Apart from these 2 groups, Argentina’s population was born with african enslaved people. This last group is usually hidden in history books. During the last half of the 1800 my country started a White Country project. Buenos Aires, once made by 30% African people, was filled with European immigrants. Black men were sent to wars and lots of the black community died because of yellow sickness. As a result of that, White European men started having families with Black (by that time free and totally poor) women. Thats how black was turned into mixed, and african heritage was then started to be on purpose ignored by the government.
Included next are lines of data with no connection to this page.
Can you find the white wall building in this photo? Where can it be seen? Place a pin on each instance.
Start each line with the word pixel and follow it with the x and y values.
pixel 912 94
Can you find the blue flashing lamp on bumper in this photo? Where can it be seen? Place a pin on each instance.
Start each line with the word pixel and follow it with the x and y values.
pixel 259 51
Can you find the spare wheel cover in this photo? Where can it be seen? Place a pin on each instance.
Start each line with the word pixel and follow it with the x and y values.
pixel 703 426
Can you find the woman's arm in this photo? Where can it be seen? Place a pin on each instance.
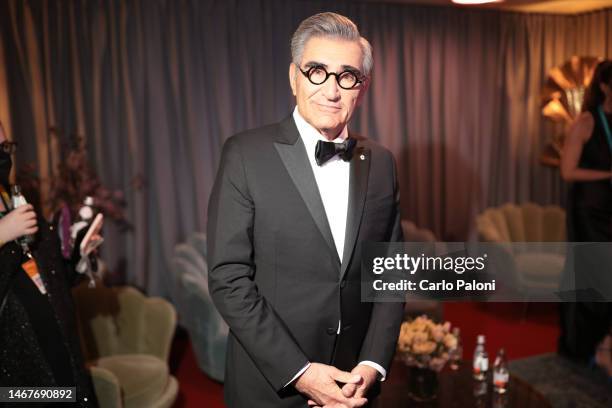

My country’s musical culture is probably best known because of Tango, both music and dance. Tango started to get popular in the 1900, by that time really few african population was left. Tango was born from Candombe, Milonga, Rumba (All afrosouthamerican rythms) and the mix with the white/mixed population. Of course the african part is completely erased/hidden and the development of the genre went on the european side, therefore less rhythm and more romantic/harmonic type. In the 2000, some groups started doing what was then called Electronic Tango, which is no more than House rhythm with Tango aesthetic. Argentina’s white European wanna be culture more interested in aesthetic forgot the most important thing about Tango and what made it stand out in the first place, which is its rhythm.
I was born here, in this land and close to this River (Rio de la Plata, place were all the slave ships entered and went from Argentina to Uruguay) Land and water make us who we are, I feel one of my duties is to go back to the African part of tango, to reclaim the rhythm and to make it important and visible again.
As part of this duty I’m making this genre I decided to call Ramba (Which is the mixture of Argentinian/Uruguayan/Cuban and all the rhythms that share the same DNA and most important CLAVE, or as we call it, Madera.